Some further explanation of virtualized computing environments (VCEs) will now be provided. VCEs can be stored as “images.” A new active instance of the VCE can be instantiated from the image. Two familiar types of VCEs are virtual machines and containers. A container is a VCE that uses operating-system-level virtualization. This refers to an operating system feature in which the kernel allows the existence of multiple isolated user-space instances, called containers. These isolated user-space instances typically behave as real computers from the point of view of programs running in them. A computer program running on an ordinary operating system can utilize all resources of that computer, such as connected devices, files and folders, network shares, CPU power, and quantifiable hardware capabilities. However, programs running inside a container can only use the contents of the container and devices assigned to the container, a feature which is known as containerization.

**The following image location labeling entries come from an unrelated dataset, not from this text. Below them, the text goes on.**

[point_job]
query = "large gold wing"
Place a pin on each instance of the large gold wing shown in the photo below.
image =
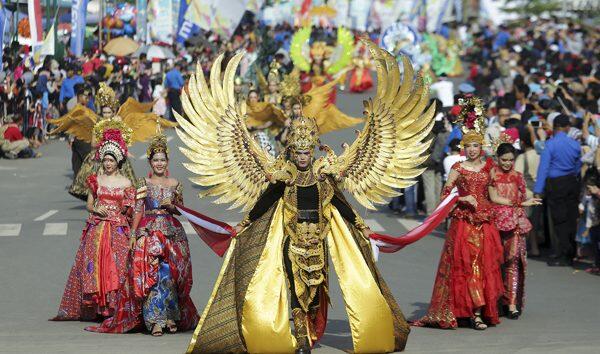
(221, 151)
(79, 122)
(393, 143)
(143, 123)
(328, 117)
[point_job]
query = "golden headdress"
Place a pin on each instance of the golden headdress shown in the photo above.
(157, 144)
(472, 120)
(106, 97)
(304, 134)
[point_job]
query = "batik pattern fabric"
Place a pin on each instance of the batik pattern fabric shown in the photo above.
(101, 260)
(513, 225)
(79, 188)
(469, 275)
(160, 278)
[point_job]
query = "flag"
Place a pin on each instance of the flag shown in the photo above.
(78, 21)
(216, 234)
(391, 244)
(34, 11)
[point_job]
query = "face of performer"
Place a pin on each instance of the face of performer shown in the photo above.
(253, 97)
(107, 112)
(159, 163)
(109, 164)
(473, 150)
(506, 161)
(296, 109)
(302, 158)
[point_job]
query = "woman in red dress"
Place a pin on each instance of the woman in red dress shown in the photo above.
(101, 261)
(507, 191)
(469, 280)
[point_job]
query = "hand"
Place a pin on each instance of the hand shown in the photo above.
(532, 202)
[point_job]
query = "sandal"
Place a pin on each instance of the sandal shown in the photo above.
(157, 331)
(478, 324)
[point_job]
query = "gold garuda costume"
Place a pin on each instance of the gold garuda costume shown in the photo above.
(298, 217)
(133, 119)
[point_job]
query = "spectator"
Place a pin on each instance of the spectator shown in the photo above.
(557, 178)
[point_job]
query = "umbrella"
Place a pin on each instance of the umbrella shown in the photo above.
(121, 46)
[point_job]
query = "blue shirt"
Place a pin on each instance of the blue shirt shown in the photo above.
(67, 88)
(174, 80)
(561, 157)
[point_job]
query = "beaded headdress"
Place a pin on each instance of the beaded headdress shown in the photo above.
(112, 143)
(472, 120)
(106, 97)
(157, 144)
(304, 134)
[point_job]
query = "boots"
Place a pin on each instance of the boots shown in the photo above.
(301, 331)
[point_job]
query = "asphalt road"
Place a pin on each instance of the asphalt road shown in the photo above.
(40, 227)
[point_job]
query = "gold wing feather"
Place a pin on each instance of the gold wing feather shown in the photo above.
(326, 114)
(262, 112)
(79, 122)
(221, 151)
(393, 143)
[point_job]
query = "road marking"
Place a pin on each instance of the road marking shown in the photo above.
(55, 229)
(46, 215)
(10, 229)
(375, 226)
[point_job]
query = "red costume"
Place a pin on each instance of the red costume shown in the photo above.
(468, 275)
(513, 225)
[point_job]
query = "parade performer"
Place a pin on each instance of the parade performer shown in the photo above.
(132, 118)
(316, 60)
(158, 290)
(299, 218)
(507, 191)
(100, 262)
(469, 280)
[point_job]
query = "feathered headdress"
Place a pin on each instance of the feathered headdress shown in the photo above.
(158, 144)
(304, 134)
(112, 143)
(106, 97)
(472, 120)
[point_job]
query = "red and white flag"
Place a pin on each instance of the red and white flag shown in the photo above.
(391, 244)
(216, 234)
(35, 22)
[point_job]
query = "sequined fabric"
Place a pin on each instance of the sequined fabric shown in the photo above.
(468, 275)
(101, 260)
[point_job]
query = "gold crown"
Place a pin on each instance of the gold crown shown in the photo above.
(157, 144)
(106, 97)
(304, 134)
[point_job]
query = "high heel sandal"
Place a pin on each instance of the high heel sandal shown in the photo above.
(478, 324)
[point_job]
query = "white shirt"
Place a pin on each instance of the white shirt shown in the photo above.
(444, 91)
(449, 161)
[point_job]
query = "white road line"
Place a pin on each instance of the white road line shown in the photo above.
(10, 229)
(375, 226)
(55, 229)
(46, 215)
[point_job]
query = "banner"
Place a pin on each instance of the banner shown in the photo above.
(219, 16)
(160, 22)
(141, 21)
(34, 11)
(78, 21)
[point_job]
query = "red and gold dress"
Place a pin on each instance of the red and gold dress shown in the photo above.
(513, 225)
(101, 260)
(469, 275)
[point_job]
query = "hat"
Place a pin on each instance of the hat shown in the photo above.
(465, 87)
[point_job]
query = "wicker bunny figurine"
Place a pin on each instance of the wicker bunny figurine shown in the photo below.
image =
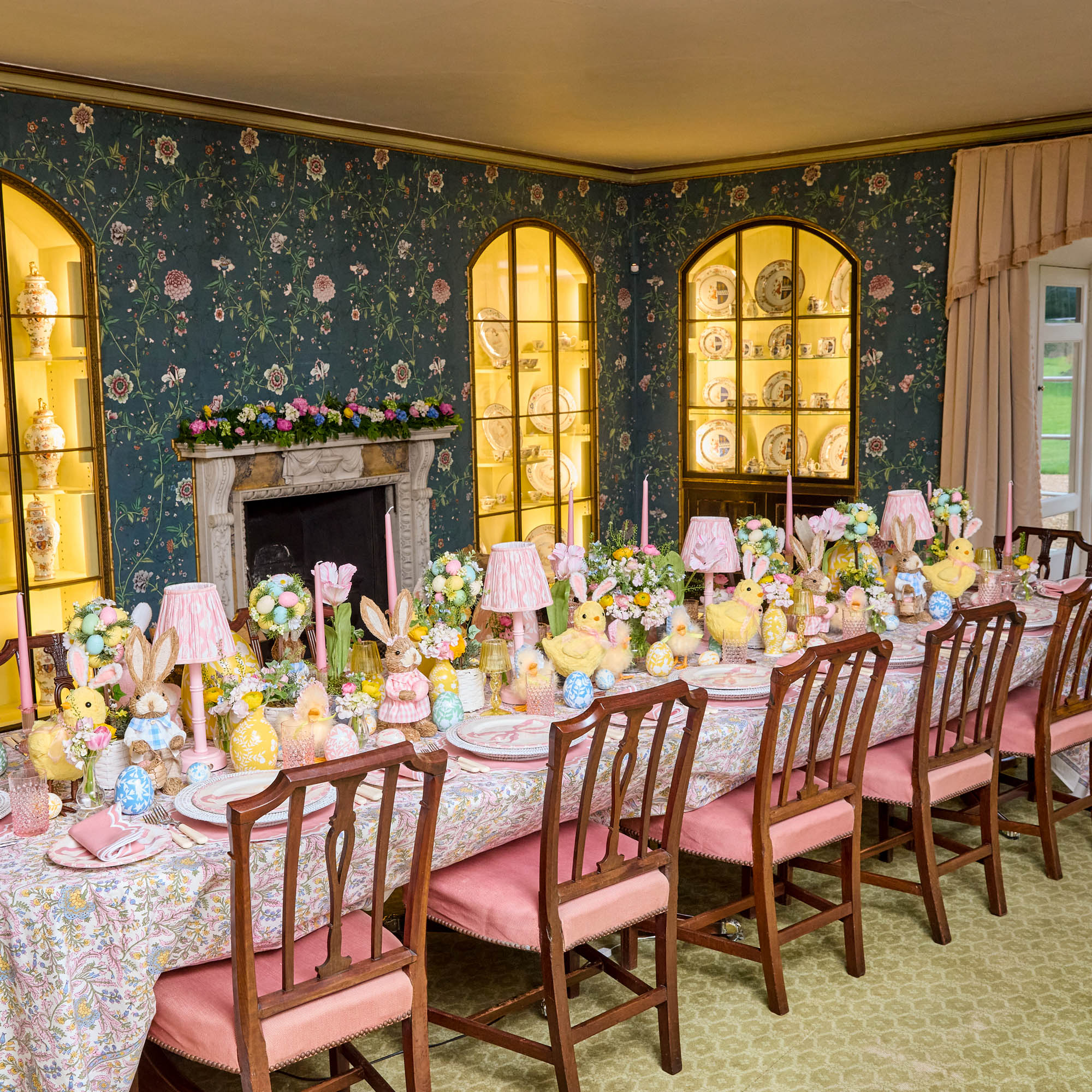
(153, 739)
(406, 691)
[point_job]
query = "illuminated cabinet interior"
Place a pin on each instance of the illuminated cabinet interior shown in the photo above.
(768, 378)
(533, 353)
(54, 535)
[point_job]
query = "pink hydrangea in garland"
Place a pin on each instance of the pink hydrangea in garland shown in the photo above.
(301, 422)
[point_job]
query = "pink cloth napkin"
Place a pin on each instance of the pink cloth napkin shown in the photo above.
(106, 834)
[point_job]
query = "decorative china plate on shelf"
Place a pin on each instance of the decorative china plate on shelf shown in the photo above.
(720, 393)
(512, 737)
(715, 290)
(776, 448)
(495, 337)
(774, 290)
(541, 409)
(717, 445)
(840, 287)
(716, 343)
(778, 390)
(209, 800)
(835, 452)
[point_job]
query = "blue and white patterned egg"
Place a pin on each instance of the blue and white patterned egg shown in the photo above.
(198, 773)
(941, 607)
(578, 693)
(447, 710)
(135, 791)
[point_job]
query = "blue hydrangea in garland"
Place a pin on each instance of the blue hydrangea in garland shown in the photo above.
(300, 422)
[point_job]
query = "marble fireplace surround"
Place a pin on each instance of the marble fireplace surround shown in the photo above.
(224, 481)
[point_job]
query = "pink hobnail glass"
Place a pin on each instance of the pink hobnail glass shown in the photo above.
(30, 803)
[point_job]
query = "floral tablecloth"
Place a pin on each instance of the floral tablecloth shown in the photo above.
(80, 952)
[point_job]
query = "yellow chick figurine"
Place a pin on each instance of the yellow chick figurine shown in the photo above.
(741, 616)
(683, 636)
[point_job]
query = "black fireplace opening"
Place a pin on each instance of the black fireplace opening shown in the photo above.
(293, 535)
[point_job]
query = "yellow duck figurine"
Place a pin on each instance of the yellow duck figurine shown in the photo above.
(741, 616)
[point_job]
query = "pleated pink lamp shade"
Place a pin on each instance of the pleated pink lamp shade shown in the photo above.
(901, 504)
(197, 615)
(515, 584)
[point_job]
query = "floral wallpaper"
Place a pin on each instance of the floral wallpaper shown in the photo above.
(895, 213)
(238, 264)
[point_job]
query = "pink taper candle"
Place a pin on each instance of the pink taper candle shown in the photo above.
(26, 691)
(393, 580)
(321, 625)
(645, 514)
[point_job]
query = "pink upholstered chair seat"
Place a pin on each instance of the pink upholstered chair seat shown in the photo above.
(196, 1014)
(495, 895)
(722, 829)
(887, 774)
(1018, 729)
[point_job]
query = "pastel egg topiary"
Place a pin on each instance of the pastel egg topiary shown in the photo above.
(578, 693)
(135, 790)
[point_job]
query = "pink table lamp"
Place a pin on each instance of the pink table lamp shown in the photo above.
(197, 615)
(710, 547)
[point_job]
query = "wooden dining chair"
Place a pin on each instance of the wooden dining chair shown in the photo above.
(974, 652)
(798, 811)
(316, 992)
(559, 889)
(1048, 538)
(1040, 721)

PRIVATE CLOUD 106 is similar to public cloud 105, except that the computing resources are only available for use by a single enterprise. While private cloud 106 is depicted as being in communication with WAN 102, in other embodiments a private cloud may be disconnected from the internet entirely and only accessible through a local/private network. A hybrid cloud is a composition of multiple clouds of different types (for example, private, community or public cloud types), often respectively implemented by different vendors. Each of the multiple clouds remains a separate and discrete entity, but the larger hybrid cloud architecture is bound together by standardized or proprietary technology that enables orchestration, management, and/or data/application portability between the multiple constituent clouds. In this embodiment, public cloud 105 and private cloud 106 are both part of a larger hybrid cloud.
In addition, while preferred embodiments of the present invention have been described using specific terms, such description is for illustrative purposes only, and it is to be understood that changes and variations may be made without departing from the spirit or scope of the following claims.